En Essonne, ils gèrent leurs activités illicites d’une main de fer et inspirent la terreur. Officiellement chômeurs ou en arrêt maladie, ils portent Rolex au poignet tout en vivant des pensions de Pôle Emploi ou en ne déclarant aucun revenu. Les frères et sœurs roulent dans des berlines de luxe à Grande-Borne, où leur aura leur permet d’envoyer des « petits » faire leurs courses. Quand ils ne sont pas en vacances au Sénégal ou à Dubaï.

Amadou D., l’aîné de 41 ans, possède des appartements au Maroc et des terrains à Dakar (Sénégal). Yaya D., 40 ans, vit des allocations et des revenus de la Française des jeux. En moins d’un an, il a empoché près de 44 000 euros. Leur petit frère, âgé de 27 ans, vivait uniquement de paris grâce à sa “chance”. En 2023, il a gagné près de… 190 000 euros. Un prétendu hasard inattendu qui révélerait surtout, selon les enquêteurs, un système de blanchiment de l’argent de la drogue.

Un grain de sable dans la machine

De son côté, Bocar M. mène aussi une belle vie. Dans le Val-d’Oise, le douanier a offert un Range Rover Evoque cash de 16 000 euros à sa femme en cadeau pour la Saint-Valentin. Alors qu’il investit plus de 300 000 euros dans une maison en Mauritanie où vit sa deuxième femme… cachée.

S’il affirme ne pas avoir perçu toutes les sommes dues, le douanier a empoché 40 000 euros par valise qu’il a laissé passer. Les enveloppes en espèces lui ont été remises par des intermédiaires des frères D. en Île-de-France. Entre janvier 2022 et mars 2023, le douanier rencontre quinze fois les trafiquants pour se faire payer.

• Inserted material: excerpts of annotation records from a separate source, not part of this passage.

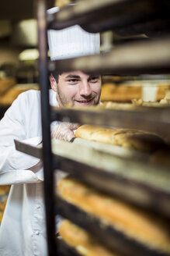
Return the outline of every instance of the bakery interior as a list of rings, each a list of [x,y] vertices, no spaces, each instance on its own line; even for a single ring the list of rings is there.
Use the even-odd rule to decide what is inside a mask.
[[[37,36],[39,5],[33,0],[10,2],[2,2],[0,9],[0,119],[20,93],[35,89],[44,94],[49,87],[40,84],[46,48]],[[73,143],[52,142],[55,166],[44,157],[47,140],[31,153],[29,146],[16,145],[40,155],[46,165],[49,255],[170,255],[169,1],[45,4],[45,10],[61,8],[48,20],[53,29],[77,22],[88,32],[100,32],[101,54],[88,56],[88,66],[82,57],[81,66],[102,80],[99,107],[51,110],[54,119],[85,125]],[[49,69],[64,72],[75,62],[78,66],[78,59]],[[69,176],[54,189],[57,167]],[[0,186],[0,222],[9,188]],[[57,214],[64,219],[57,236],[51,229]]]

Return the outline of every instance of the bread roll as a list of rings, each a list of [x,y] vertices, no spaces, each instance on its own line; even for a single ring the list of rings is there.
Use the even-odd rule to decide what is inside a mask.
[[[83,125],[78,128],[75,137],[146,152],[152,152],[165,146],[164,140],[157,135],[130,129]]]
[[[85,256],[116,256],[92,237],[88,233],[68,220],[64,220],[59,227],[62,239],[73,247],[78,254]]]
[[[63,199],[103,223],[150,247],[170,253],[170,230],[166,222],[73,179],[61,180],[57,187]]]

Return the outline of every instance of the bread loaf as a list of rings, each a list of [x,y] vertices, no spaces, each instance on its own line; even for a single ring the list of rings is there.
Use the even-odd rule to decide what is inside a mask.
[[[103,223],[150,247],[170,253],[170,231],[166,222],[72,179],[61,180],[58,190],[63,199],[99,218]]]
[[[152,152],[165,146],[164,140],[155,134],[130,129],[83,125],[78,128],[75,137],[146,152]]]
[[[116,256],[96,241],[88,233],[68,220],[64,220],[59,227],[64,241],[73,247],[78,254],[85,256]]]

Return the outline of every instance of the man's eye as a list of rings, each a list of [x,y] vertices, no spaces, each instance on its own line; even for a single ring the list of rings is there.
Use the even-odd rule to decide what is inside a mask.
[[[78,80],[77,79],[70,79],[68,80],[68,82],[70,82],[70,83],[76,83],[76,82],[78,82]]]
[[[92,83],[95,83],[95,82],[98,81],[98,77],[96,77],[96,76],[91,77],[91,78],[89,79],[89,81],[92,82]]]

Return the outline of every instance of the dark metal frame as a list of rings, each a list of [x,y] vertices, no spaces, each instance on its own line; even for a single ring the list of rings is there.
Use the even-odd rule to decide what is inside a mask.
[[[137,3],[136,0],[128,0],[128,1],[122,0],[121,2],[122,2],[123,5],[124,5],[124,6],[127,6],[126,8],[129,8],[130,5],[128,5],[130,3],[133,3],[133,5],[134,5],[135,8],[137,8],[137,9],[138,11],[140,11],[139,5],[136,4]],[[144,4],[144,1],[140,0],[139,2]],[[147,25],[146,23],[143,23],[144,22],[144,20],[144,20],[143,19],[144,13],[143,13],[143,16],[140,16],[140,15],[138,16],[138,18],[140,18],[140,19],[137,18],[137,16],[135,18],[137,24],[136,24],[136,26],[133,27],[134,27],[134,30],[132,30],[133,31],[136,32],[137,29],[139,30],[139,31],[141,31],[141,27],[143,25],[144,25],[147,33],[149,33],[149,32],[153,33],[153,30],[154,30],[155,27],[154,27],[153,29],[151,28],[151,19],[153,20],[154,26],[155,25],[156,20],[154,19],[155,18],[154,16],[153,16],[153,12],[152,12],[153,10],[152,10],[152,7],[151,5],[151,3],[152,4],[155,3],[154,7],[156,8],[156,10],[158,11],[158,6],[159,6],[159,4],[158,4],[159,2],[160,2],[160,1],[157,1],[157,0],[144,1],[145,5],[149,5],[148,6],[149,6],[150,11],[151,11],[148,13]],[[161,3],[163,3],[165,5],[164,6],[168,6],[167,9],[170,9],[168,1],[164,0],[161,2]],[[121,9],[121,5],[119,6],[118,5],[116,5],[116,7],[119,10],[120,13],[121,14],[120,16],[122,17],[122,15],[123,16],[123,9]],[[112,5],[113,10],[114,9],[114,7],[115,7],[114,5]],[[106,6],[105,8],[106,8],[106,12],[108,12],[108,13],[110,15],[111,9],[107,8]],[[144,9],[143,9],[143,11],[144,11]],[[69,19],[64,20],[62,18],[63,14],[64,15],[64,13],[66,13],[66,14],[71,13],[71,12],[72,12],[72,16],[71,16]],[[61,255],[60,254],[61,250],[57,251],[57,243],[56,243],[56,238],[55,238],[55,219],[54,219],[54,218],[55,218],[55,214],[57,214],[57,212],[56,212],[56,209],[55,209],[56,204],[55,204],[55,201],[54,201],[54,171],[55,169],[59,169],[59,167],[62,168],[62,161],[61,162],[60,158],[54,158],[52,155],[52,152],[51,152],[50,123],[54,119],[63,120],[65,116],[67,116],[68,118],[70,118],[70,116],[71,116],[71,120],[72,120],[72,121],[76,121],[76,122],[83,123],[86,123],[86,121],[88,120],[87,123],[92,123],[91,122],[91,118],[92,118],[91,116],[92,116],[92,117],[93,117],[92,119],[93,119],[94,123],[102,124],[103,121],[104,121],[104,115],[106,113],[103,114],[102,118],[101,119],[102,121],[99,121],[99,116],[96,117],[96,119],[94,119],[94,117],[95,116],[98,116],[97,113],[91,114],[90,112],[82,112],[82,114],[80,115],[80,112],[78,112],[78,111],[77,111],[77,112],[75,111],[75,115],[74,112],[71,112],[71,110],[66,109],[66,110],[54,111],[54,110],[50,109],[50,104],[49,104],[48,70],[53,71],[55,69],[57,69],[57,70],[60,70],[60,71],[61,70],[63,71],[63,70],[64,70],[64,69],[65,69],[65,70],[68,70],[69,69],[75,69],[75,67],[78,67],[78,66],[76,66],[77,61],[78,63],[78,58],[76,59],[70,60],[69,62],[68,62],[68,60],[61,61],[61,62],[56,62],[55,63],[50,63],[50,65],[49,65],[49,63],[47,62],[47,27],[48,28],[50,27],[50,28],[54,28],[54,29],[61,29],[63,27],[66,27],[73,25],[75,23],[79,23],[82,27],[84,27],[85,29],[86,29],[87,30],[88,30],[90,32],[94,32],[94,31],[96,32],[98,30],[103,31],[106,28],[111,28],[111,29],[113,28],[113,29],[115,29],[116,31],[116,30],[117,30],[117,31],[120,31],[120,32],[122,31],[123,34],[124,34],[124,33],[128,34],[129,30],[131,31],[132,27],[130,27],[130,26],[133,26],[133,24],[134,24],[133,20],[130,20],[129,27],[127,26],[127,29],[125,28],[125,30],[123,30],[123,26],[126,23],[123,23],[120,27],[116,26],[116,24],[117,23],[116,22],[116,19],[115,20],[116,23],[114,23],[114,17],[113,17],[111,20],[109,20],[106,22],[105,22],[106,19],[108,17],[107,15],[106,16],[104,15],[101,18],[101,20],[97,20],[97,22],[95,22],[95,20],[94,19],[94,17],[95,16],[96,17],[96,15],[99,16],[99,13],[96,14],[96,12],[95,12],[95,9],[92,10],[92,12],[90,10],[88,10],[88,13],[82,13],[80,16],[78,14],[78,12],[76,12],[76,9],[73,6],[71,8],[64,9],[61,12],[61,13],[58,12],[57,14],[53,15],[53,16],[50,15],[47,19],[45,0],[37,0],[38,38],[39,38],[39,52],[40,52],[39,67],[40,67],[40,91],[41,91],[43,161],[43,170],[44,170],[44,197],[45,197],[46,222],[47,222],[47,233],[49,256],[53,256],[53,255],[54,256],[57,254]],[[101,13],[103,13],[103,9]],[[165,12],[165,13],[167,13],[167,12]],[[90,23],[87,24],[87,22],[85,20],[86,14],[88,15],[88,16],[90,17],[91,20],[88,19],[88,20],[90,20],[92,25]],[[95,16],[94,16],[94,14],[95,14]],[[138,14],[139,14],[139,12],[138,12]],[[161,15],[161,12],[158,12],[158,17],[160,15]],[[123,21],[126,21],[127,17],[125,16],[123,16],[123,18],[124,18],[124,19],[123,19]],[[168,29],[167,29],[167,23],[169,24],[169,19],[168,19],[168,16],[165,16],[165,19],[164,19],[165,23],[163,24],[163,29],[165,29],[165,30],[167,30],[167,32],[168,34],[169,31],[168,31]],[[156,22],[157,22],[157,20],[156,20]],[[123,28],[123,30],[121,30],[122,28]],[[156,30],[156,33],[158,33],[157,30]],[[113,56],[114,57],[114,55],[113,55]],[[90,57],[90,56],[84,57],[85,62],[86,61],[90,60],[91,58],[93,58],[93,57]],[[96,56],[96,58],[99,58],[99,59],[101,61],[102,56],[101,56],[101,57]],[[106,69],[108,69],[108,68],[110,72],[113,68],[115,68],[116,73],[118,74],[121,73],[122,72],[124,74],[128,74],[128,73],[130,73],[130,70],[131,70],[132,74],[136,74],[136,73],[139,73],[141,72],[144,73],[147,70],[154,72],[154,69],[156,69],[157,66],[154,65],[151,69],[151,67],[149,67],[149,66],[146,67],[144,66],[144,66],[143,66],[142,69],[140,69],[140,72],[137,72],[137,70],[135,69],[135,65],[134,66],[132,65],[130,69],[128,68],[128,66],[120,66],[120,67],[119,67],[119,66],[117,66],[116,65],[116,66],[106,66],[103,68],[95,67],[95,70],[97,72],[105,73]],[[87,70],[85,69],[87,69]],[[91,72],[92,67],[89,66],[89,69],[88,69],[88,68],[85,67],[85,65],[84,65],[84,66],[82,66],[82,70],[84,70],[84,69],[85,71]],[[164,63],[162,65],[161,64],[160,66],[158,66],[158,70],[161,70],[164,73],[169,73],[170,61],[167,60],[167,62],[165,65],[164,65]],[[106,119],[107,119],[108,124],[112,125],[113,123],[112,122],[109,123],[109,121],[111,116],[113,118],[113,116],[114,116],[114,118],[116,118],[116,122],[119,123],[119,119],[120,118],[120,114],[124,115],[125,112],[120,112],[119,111],[116,111],[114,112],[113,116],[111,113],[109,113],[109,111],[106,113],[107,113],[108,116],[106,117]],[[168,113],[169,113],[169,109],[167,110],[167,114]],[[69,116],[69,115],[71,115],[71,116]],[[134,124],[138,113],[136,113],[136,114],[135,113],[129,113],[128,115],[130,115],[129,116],[130,120],[130,117],[131,117],[133,119],[133,123]],[[144,115],[143,115],[143,116],[144,116]],[[147,116],[148,116],[148,119],[149,119],[149,114],[147,114],[147,116],[144,117],[145,121],[147,121],[146,117]],[[166,116],[168,117],[168,115]],[[165,116],[164,116],[164,119],[165,119]],[[121,118],[120,118],[120,119],[121,119]],[[127,123],[124,124],[124,126],[125,127],[130,126],[130,124],[129,124],[129,123],[130,122],[129,122],[127,118]],[[156,122],[156,119],[154,119],[154,122]],[[123,118],[122,118],[120,123],[121,123],[121,124],[123,123]],[[160,122],[159,124],[160,124],[160,127],[161,129],[163,129],[163,130],[165,132],[166,132],[167,126],[169,126],[169,118],[168,118],[168,121],[165,122],[165,123],[164,123],[164,122],[161,123],[161,122]],[[146,130],[148,127],[151,127],[150,126],[151,125],[152,125],[151,120],[149,120],[148,123],[146,124],[146,126],[145,126]],[[143,126],[144,126],[143,125]],[[152,128],[151,128],[151,130],[152,130]],[[150,130],[151,130],[151,129],[150,129]],[[64,166],[64,164],[63,165],[63,166]],[[59,243],[59,244],[61,244],[61,243]],[[69,251],[69,249],[68,249],[68,251]],[[64,255],[67,255],[67,253],[65,251],[68,251],[63,250]],[[62,250],[61,250],[61,251],[62,251]],[[75,252],[73,252],[73,254],[74,254],[74,253]]]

L’enquête estime ses bénéfices à un minimum de 400 000 euros sur la période, mais, là encore, le montant est probablement sous-estimé.

Mais chaque rêve a une fin. En janvier 2021, un grain de sable vient stopper cette machine bien huilée. Lors d’enquêtes sur la circulation à Grigny, la police intercepte une conversation suspecte entre des liens dans les points de vente. Il est fait mention d’un employé peu scrupuleux à l’aéroport de Roissy. Ce qui, dans le monde des stupéfiants, n’est jamais un hasard. Inconnue : des femmes proches de dealers de l’Essonne, dont l’une a déjà été utilisée comme « infirmière » par le passé, se présentent souvent à Roissy sans jamais embarquer.

Ces mouvements suspects à l’aéroport sont scrutés discrètement pendant des mois par les enquêteurs. Parallèlement, les discussions enregistrées sur les écoutes téléphoniques sont nourries du vocabulaire typique des trafiquants : on entend parler de « bails », « zip », « points », « litrons », « pieces » ou encore « the Haaland » , du nom du footballeur norvégien, pour décrire un type de drogue présenté comme puissant.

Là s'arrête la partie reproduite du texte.